Au-delà de l’enthousiasme et l’espoir qu’entretiennent les réformes politiques et administratives préconisées par la transition, force est de constater que la dimension humaine est inscrite en minuscule dans les projets, comme pour dire que l’instabilité politique et institutionnelle n’est imputable qu’à l’insuffisance et à la vétusté de nos textes de lois. Sans vouloir alimenter la polémique, ne vaudrait-il pas mieux interroger l’histoire récente des troubles politiques que notre pays a connus avant d’engager les réformes ?
Toutes organisations sociales reposent sur des lois, lesquelles dépendent à leur tour de la qualité morale et de l’engagement des hommes et femmes chargés de leur mise en œuvre. Sans prétention aucune, on peut dire que le Mali est l’un des pays de la sous-région parmi les mieux dotés en meilleure législation, qu’il s’agisse de la gouvernance ou de la gestion de la vie publique. Code de la famille, droit coutumier et foncier, charte des partis politiques, code électoral, loi sur la propriété intellectuelle, Haute Cour de justice … sont quelques-unes de ces dispositions législatives qui font la fierté de toute une nation, et dont l’application correcte aurait mis le pays à l’abri des tumultes qu’il traverse depuis plusieurs décennies. Pour autant, le pays demeure l’un des plus instables à cause des remous sociaux et des dissensions politiques. Le législateur malien, dans son souci de préserver la cohésion sociale et prévenir les conflits de tous genres, a légiféré sur tous les domaines.

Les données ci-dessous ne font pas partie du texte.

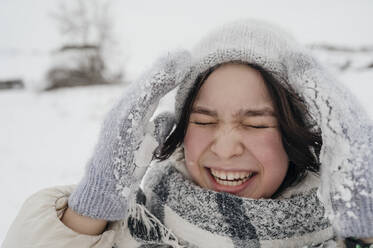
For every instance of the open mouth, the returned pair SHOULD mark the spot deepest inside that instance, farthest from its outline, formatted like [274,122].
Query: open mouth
[230,178]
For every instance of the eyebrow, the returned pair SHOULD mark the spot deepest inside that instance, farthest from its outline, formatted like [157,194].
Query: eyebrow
[265,111]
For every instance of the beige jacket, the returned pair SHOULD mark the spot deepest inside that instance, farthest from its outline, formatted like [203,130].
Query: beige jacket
[38,224]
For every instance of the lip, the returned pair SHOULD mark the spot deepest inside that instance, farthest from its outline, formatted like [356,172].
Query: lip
[226,188]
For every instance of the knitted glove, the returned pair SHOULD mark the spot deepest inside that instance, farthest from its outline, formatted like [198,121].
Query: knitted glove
[127,141]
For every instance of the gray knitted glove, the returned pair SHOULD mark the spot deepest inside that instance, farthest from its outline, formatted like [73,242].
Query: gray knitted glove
[127,141]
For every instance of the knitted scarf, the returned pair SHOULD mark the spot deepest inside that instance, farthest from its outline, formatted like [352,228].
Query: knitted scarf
[179,213]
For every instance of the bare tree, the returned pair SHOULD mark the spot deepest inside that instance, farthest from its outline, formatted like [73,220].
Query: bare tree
[87,30]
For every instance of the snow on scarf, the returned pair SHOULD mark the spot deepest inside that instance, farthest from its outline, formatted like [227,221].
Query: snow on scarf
[181,214]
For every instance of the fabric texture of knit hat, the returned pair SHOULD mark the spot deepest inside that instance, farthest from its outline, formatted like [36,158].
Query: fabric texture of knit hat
[346,154]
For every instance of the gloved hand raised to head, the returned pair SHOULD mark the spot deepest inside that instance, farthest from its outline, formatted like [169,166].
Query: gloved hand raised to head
[127,142]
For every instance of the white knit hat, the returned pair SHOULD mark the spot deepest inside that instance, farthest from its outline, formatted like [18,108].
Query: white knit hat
[250,41]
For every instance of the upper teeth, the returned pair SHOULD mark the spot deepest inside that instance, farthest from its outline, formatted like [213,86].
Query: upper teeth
[230,175]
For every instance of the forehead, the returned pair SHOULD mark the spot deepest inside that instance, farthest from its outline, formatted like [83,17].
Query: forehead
[234,86]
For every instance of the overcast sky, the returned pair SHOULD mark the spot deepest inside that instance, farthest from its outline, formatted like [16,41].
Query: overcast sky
[144,29]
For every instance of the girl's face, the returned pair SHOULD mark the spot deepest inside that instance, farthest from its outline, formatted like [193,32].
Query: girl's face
[233,142]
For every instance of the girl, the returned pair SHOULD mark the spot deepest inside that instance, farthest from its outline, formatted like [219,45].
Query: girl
[255,119]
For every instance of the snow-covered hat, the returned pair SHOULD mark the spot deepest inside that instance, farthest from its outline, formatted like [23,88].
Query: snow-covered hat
[251,41]
[346,153]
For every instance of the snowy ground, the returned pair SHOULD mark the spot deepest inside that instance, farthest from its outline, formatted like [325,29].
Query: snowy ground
[46,138]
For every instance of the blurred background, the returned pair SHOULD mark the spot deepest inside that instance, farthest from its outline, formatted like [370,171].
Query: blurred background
[63,64]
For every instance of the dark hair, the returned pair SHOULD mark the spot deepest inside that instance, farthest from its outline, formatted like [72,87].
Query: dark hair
[301,141]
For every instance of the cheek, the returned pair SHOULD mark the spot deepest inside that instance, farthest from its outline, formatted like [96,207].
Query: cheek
[195,143]
[269,150]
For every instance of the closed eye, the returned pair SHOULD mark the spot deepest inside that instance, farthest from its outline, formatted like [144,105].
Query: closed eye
[257,126]
[203,123]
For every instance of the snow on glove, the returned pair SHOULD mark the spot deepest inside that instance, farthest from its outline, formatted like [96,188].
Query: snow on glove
[127,141]
[346,155]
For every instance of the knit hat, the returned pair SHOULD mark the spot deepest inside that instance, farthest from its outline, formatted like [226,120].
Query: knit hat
[346,154]
[254,42]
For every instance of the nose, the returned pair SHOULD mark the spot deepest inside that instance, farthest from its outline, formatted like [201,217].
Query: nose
[227,143]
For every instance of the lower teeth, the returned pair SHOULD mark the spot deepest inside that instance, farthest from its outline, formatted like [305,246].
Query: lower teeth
[230,183]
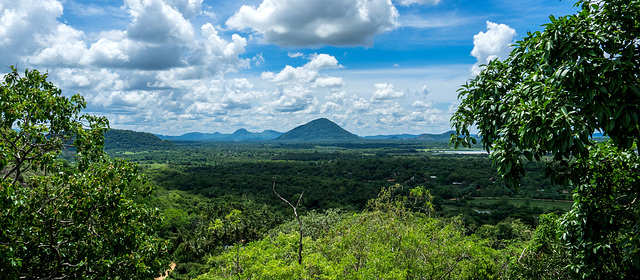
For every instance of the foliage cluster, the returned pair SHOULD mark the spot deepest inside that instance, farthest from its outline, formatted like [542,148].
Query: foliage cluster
[59,220]
[557,87]
[391,240]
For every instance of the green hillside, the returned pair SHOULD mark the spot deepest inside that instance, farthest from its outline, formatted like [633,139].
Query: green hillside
[320,130]
[117,139]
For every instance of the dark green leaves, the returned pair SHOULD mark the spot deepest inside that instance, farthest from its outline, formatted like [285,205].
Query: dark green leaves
[81,221]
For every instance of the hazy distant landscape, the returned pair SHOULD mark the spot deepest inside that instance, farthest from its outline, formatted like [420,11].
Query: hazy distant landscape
[319,139]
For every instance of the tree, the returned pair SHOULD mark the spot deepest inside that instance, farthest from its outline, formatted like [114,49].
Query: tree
[61,220]
[546,100]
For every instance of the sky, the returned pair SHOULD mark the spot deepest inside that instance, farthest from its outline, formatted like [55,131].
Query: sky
[176,66]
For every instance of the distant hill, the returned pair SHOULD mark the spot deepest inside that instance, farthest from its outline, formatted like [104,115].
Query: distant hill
[239,135]
[320,130]
[117,139]
[443,137]
[392,136]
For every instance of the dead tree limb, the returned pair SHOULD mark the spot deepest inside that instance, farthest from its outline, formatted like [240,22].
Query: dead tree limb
[295,212]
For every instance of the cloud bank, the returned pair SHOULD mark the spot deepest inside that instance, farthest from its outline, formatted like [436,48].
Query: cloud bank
[317,22]
[493,44]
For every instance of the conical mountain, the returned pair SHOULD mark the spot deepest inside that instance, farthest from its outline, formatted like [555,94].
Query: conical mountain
[320,130]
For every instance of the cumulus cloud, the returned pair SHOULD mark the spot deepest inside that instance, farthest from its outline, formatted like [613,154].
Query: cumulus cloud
[296,54]
[493,44]
[317,22]
[418,2]
[160,36]
[422,104]
[304,74]
[329,82]
[295,99]
[27,26]
[385,92]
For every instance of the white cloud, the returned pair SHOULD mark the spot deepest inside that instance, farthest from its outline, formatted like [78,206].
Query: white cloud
[24,24]
[494,44]
[295,99]
[304,74]
[425,90]
[296,54]
[317,22]
[422,104]
[418,2]
[157,22]
[385,92]
[329,82]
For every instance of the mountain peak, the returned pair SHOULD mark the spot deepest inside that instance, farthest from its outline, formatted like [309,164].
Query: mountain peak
[319,130]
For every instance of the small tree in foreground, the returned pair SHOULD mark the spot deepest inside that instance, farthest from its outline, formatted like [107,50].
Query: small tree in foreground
[59,221]
[556,88]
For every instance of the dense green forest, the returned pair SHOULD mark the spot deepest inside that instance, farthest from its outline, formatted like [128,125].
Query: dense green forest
[215,195]
[549,202]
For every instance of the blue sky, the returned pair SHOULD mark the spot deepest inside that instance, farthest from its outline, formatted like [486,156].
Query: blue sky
[177,66]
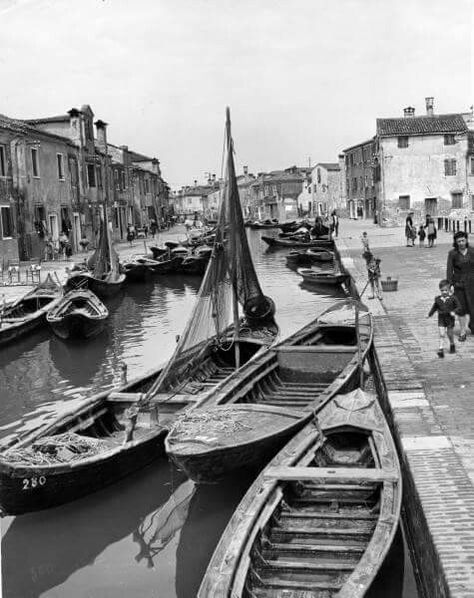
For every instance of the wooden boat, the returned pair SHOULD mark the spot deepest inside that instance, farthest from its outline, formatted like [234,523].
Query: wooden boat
[332,278]
[224,432]
[103,278]
[115,433]
[29,312]
[264,224]
[323,243]
[309,256]
[321,517]
[79,314]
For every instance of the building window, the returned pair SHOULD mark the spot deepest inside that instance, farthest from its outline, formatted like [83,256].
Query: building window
[404,202]
[34,161]
[91,175]
[449,139]
[402,141]
[60,167]
[7,223]
[456,200]
[450,167]
[3,161]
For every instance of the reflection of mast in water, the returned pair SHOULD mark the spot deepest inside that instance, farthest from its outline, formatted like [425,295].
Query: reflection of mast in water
[157,529]
[209,512]
[41,551]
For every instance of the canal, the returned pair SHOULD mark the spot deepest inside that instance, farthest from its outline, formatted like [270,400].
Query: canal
[152,534]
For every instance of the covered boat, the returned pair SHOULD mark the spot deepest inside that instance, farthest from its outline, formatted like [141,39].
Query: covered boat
[332,278]
[323,243]
[29,312]
[320,518]
[103,276]
[115,433]
[79,314]
[224,432]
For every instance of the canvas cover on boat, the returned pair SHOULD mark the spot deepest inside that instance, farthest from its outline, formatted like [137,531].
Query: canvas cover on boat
[230,272]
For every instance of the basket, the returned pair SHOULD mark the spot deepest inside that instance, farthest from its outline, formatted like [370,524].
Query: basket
[389,284]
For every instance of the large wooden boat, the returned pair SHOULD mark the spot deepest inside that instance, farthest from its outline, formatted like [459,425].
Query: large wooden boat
[79,314]
[324,243]
[239,424]
[103,276]
[29,312]
[321,277]
[115,433]
[320,518]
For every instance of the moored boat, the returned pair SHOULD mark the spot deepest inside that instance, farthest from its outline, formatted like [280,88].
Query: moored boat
[300,376]
[79,314]
[29,312]
[115,433]
[320,518]
[324,243]
[332,278]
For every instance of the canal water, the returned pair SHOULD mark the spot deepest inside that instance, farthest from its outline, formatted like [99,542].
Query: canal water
[151,535]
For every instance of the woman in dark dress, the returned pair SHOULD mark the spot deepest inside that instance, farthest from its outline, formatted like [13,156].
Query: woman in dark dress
[460,273]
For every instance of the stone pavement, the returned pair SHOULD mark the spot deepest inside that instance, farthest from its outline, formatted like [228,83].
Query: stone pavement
[431,402]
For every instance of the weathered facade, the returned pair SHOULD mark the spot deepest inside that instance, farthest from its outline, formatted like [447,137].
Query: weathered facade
[55,175]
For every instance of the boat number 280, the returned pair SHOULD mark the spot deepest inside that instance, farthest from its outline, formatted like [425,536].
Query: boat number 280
[29,483]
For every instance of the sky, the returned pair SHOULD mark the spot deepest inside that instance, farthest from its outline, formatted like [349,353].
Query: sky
[303,79]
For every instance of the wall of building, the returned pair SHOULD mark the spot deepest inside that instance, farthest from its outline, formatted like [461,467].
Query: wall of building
[419,171]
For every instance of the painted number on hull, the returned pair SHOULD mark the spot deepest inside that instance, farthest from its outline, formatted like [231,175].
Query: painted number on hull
[30,483]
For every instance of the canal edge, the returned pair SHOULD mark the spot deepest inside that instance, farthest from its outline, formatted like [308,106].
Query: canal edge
[435,500]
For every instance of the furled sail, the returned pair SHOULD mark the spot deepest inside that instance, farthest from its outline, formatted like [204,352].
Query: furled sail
[230,278]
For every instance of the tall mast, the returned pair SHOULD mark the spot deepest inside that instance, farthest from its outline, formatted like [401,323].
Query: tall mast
[233,239]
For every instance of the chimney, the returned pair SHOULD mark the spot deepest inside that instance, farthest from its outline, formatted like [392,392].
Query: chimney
[429,106]
[101,127]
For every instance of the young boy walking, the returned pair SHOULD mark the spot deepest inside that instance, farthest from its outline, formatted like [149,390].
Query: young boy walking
[446,304]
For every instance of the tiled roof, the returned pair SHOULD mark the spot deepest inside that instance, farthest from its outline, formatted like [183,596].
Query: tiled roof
[50,119]
[329,165]
[421,125]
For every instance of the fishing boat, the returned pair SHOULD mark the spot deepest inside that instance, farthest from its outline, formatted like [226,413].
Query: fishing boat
[244,422]
[310,256]
[115,433]
[321,517]
[265,224]
[79,314]
[29,312]
[323,243]
[332,278]
[103,276]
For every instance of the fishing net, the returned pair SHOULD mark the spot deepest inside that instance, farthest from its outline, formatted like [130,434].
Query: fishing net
[230,276]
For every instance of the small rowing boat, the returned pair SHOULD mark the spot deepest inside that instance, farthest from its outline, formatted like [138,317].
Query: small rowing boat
[322,277]
[244,422]
[29,312]
[320,518]
[79,314]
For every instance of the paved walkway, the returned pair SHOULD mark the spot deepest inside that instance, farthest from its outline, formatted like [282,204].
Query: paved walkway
[431,400]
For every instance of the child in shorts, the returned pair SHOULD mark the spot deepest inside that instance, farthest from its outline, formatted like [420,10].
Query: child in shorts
[447,305]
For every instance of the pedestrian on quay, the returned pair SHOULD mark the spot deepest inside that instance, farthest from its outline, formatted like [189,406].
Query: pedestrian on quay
[447,306]
[373,273]
[334,224]
[460,274]
[422,235]
[432,232]
[410,232]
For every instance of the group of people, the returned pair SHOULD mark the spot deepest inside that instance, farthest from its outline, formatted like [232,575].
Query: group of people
[427,230]
[456,298]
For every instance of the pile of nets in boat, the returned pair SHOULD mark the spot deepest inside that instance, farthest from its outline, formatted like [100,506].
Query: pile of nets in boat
[224,421]
[61,448]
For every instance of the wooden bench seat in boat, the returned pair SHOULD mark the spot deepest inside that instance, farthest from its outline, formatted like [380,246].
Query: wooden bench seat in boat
[321,474]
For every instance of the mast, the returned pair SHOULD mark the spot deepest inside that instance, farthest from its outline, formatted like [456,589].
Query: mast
[230,184]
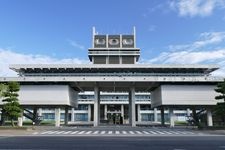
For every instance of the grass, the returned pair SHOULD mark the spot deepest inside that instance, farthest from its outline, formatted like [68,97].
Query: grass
[181,123]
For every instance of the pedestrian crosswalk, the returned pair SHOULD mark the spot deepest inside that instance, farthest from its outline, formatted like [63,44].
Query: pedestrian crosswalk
[115,132]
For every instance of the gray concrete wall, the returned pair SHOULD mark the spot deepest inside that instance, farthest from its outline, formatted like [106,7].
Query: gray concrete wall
[184,95]
[46,95]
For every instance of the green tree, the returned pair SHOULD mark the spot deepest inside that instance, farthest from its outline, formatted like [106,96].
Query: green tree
[11,104]
[220,108]
[2,88]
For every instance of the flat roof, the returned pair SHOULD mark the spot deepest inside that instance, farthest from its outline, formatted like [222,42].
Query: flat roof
[113,68]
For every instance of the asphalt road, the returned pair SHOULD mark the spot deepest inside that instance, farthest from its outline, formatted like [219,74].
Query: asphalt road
[114,143]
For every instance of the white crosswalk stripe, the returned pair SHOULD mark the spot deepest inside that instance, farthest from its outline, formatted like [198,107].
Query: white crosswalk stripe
[74,132]
[152,132]
[103,132]
[89,132]
[96,132]
[81,132]
[138,132]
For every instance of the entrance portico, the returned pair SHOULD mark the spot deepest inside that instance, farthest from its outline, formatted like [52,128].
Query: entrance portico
[114,68]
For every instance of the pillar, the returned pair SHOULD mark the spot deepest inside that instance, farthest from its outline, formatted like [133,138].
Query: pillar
[122,113]
[35,115]
[138,112]
[209,117]
[66,116]
[39,111]
[96,106]
[132,120]
[188,112]
[105,112]
[195,117]
[155,115]
[57,117]
[72,114]
[89,112]
[162,116]
[20,119]
[171,114]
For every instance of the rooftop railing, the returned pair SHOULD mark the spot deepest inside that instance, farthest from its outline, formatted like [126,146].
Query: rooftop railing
[114,74]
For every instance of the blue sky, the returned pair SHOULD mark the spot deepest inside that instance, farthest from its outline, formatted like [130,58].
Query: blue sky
[60,31]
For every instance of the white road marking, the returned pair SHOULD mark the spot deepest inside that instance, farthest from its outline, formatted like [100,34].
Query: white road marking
[81,132]
[159,132]
[74,132]
[59,132]
[138,132]
[96,132]
[46,132]
[89,132]
[67,132]
[152,132]
[145,132]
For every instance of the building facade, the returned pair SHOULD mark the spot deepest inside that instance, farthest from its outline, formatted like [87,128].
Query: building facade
[121,90]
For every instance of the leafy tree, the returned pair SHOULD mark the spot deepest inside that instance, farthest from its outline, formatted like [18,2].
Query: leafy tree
[2,88]
[11,106]
[220,108]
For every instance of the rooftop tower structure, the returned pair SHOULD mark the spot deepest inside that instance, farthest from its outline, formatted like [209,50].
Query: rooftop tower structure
[114,49]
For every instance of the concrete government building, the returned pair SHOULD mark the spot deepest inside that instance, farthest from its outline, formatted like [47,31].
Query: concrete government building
[114,88]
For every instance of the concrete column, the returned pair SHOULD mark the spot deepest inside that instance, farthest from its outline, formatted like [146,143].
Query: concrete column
[96,106]
[138,112]
[20,119]
[105,112]
[35,114]
[132,120]
[57,117]
[162,116]
[155,115]
[72,114]
[39,111]
[209,117]
[171,114]
[66,117]
[122,113]
[195,117]
[188,112]
[89,112]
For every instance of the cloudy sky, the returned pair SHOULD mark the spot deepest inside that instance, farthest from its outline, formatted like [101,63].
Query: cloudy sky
[60,31]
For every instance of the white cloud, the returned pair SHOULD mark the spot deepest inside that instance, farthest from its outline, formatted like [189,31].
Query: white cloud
[9,57]
[194,8]
[205,39]
[152,28]
[76,44]
[187,57]
[202,51]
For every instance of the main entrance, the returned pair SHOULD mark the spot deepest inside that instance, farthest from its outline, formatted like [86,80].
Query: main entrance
[114,114]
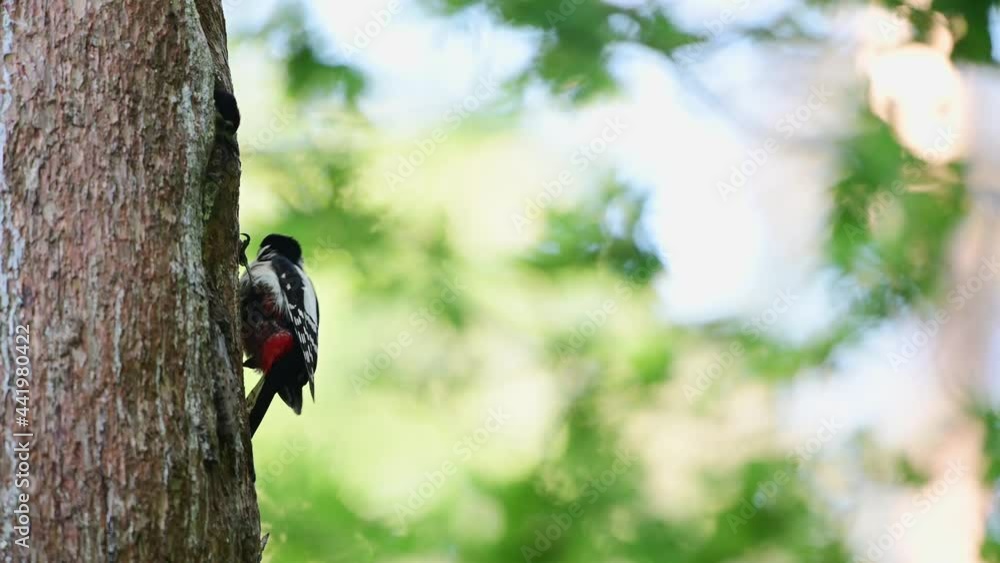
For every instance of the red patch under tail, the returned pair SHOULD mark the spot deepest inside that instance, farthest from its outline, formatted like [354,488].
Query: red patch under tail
[274,348]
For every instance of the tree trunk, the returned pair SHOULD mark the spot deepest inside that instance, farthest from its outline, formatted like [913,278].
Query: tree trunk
[118,245]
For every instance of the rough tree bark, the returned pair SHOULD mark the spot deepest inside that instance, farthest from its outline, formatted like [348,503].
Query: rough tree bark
[118,245]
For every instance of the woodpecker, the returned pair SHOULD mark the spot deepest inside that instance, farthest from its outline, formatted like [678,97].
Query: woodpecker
[280,326]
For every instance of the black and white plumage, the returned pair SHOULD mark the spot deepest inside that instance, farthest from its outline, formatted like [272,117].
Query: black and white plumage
[280,326]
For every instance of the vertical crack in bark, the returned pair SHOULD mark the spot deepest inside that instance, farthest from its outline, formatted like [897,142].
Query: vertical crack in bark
[118,213]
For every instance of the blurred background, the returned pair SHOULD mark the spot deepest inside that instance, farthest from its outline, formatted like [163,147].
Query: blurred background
[632,281]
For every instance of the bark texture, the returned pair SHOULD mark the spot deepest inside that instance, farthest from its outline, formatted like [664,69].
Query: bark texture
[118,244]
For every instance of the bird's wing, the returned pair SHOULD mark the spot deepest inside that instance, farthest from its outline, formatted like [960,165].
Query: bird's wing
[302,312]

Avec cette infinie sagesse qui caractérise le peuple malien, le législateur a prévu tous les mécanismes de règlements des différends dans le pays. La volonté de refondation sous-tendue par les réformes politiques et administratives des autorités de la transition, est certes salutaire ; cependant les troubles socio-politiques qui secouent le pays depuis 2012 nous enseignent que la fragilisation du pays est plus imputable au non-respect des lois de la République par les responsables chargés de leur application qu’à une insuffisance quelconque des textes.
Dans la crise post-électorale de l’ère IBK, l’attitude du ministre de l’Administration territoriale et la gestion des contentieux électoraux par la présidente de la Cour constitutionnelle de l’époque, ont cristallisé la colère populaire. L’évolution de la crise a révélé une crise de confiance orientée vers les personnalités qui, à tort ou à raison, ont outrepassé les limites de leurs compétences. Les lois n’ont pas fait l’objet de dénonciation ni de critique. Ce sont plutôt ceux et celles chargées de les appliquer qui ont trahi le serment de leurs fonctions.
La même crise de confiance a failli être source de dissensions lors du premier mandat d’IBK à cause d’une maladroite déclaration du Général à la retraite Sinko Coulibaly, alors ministre de l’Administration du territoire.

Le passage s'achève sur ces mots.